Lo studio, pubblicato sulla rivista Cell Host & Microbe, ha rivelato concentrazioni significativamente elevate di proteina spike nel midollo osseo e nelle meningi del cranio, anche anni dopo l’infezione. La proteina spike si lega ai cosiddetti recettori ACE2, che sono particolarmente abbondanti in queste regioni.
“Ciò potrebbe rendere questi tessuti particolarmente vulnerabili all’accumulo a lungo termine di proteine spike“, spiega il Dott. Zhouyi Rong, primo autore dello studio.
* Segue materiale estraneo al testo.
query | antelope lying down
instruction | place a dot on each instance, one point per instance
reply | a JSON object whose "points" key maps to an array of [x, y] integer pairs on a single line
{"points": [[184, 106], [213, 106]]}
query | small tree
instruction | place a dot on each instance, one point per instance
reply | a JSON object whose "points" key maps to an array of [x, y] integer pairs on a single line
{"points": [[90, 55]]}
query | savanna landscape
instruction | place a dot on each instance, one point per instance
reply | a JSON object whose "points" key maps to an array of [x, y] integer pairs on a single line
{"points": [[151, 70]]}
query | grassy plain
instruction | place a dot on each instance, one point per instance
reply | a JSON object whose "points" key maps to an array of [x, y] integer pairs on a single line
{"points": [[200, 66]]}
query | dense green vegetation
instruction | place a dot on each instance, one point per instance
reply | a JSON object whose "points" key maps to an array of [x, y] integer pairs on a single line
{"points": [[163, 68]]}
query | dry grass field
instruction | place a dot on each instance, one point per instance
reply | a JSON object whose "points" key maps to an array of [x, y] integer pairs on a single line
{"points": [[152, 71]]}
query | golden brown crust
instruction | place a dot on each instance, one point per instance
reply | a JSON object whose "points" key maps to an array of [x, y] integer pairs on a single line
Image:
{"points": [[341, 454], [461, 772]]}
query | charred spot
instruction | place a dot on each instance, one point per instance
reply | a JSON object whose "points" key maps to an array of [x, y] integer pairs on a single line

Ertürk aggiunge: “I nostri dati suggeriscono anche che la proteina spike persistente ai confini del cervello potrebbe contribuire agli effetti neurologici a lungo termine del COVID-19 e del Long COVID. Ciò include l’invecchiamento cerebrale accelerato, che potrebbe portare a una perdita di cinque-dieci anni di sana funzionalità cerebrale negli individui colpiti“.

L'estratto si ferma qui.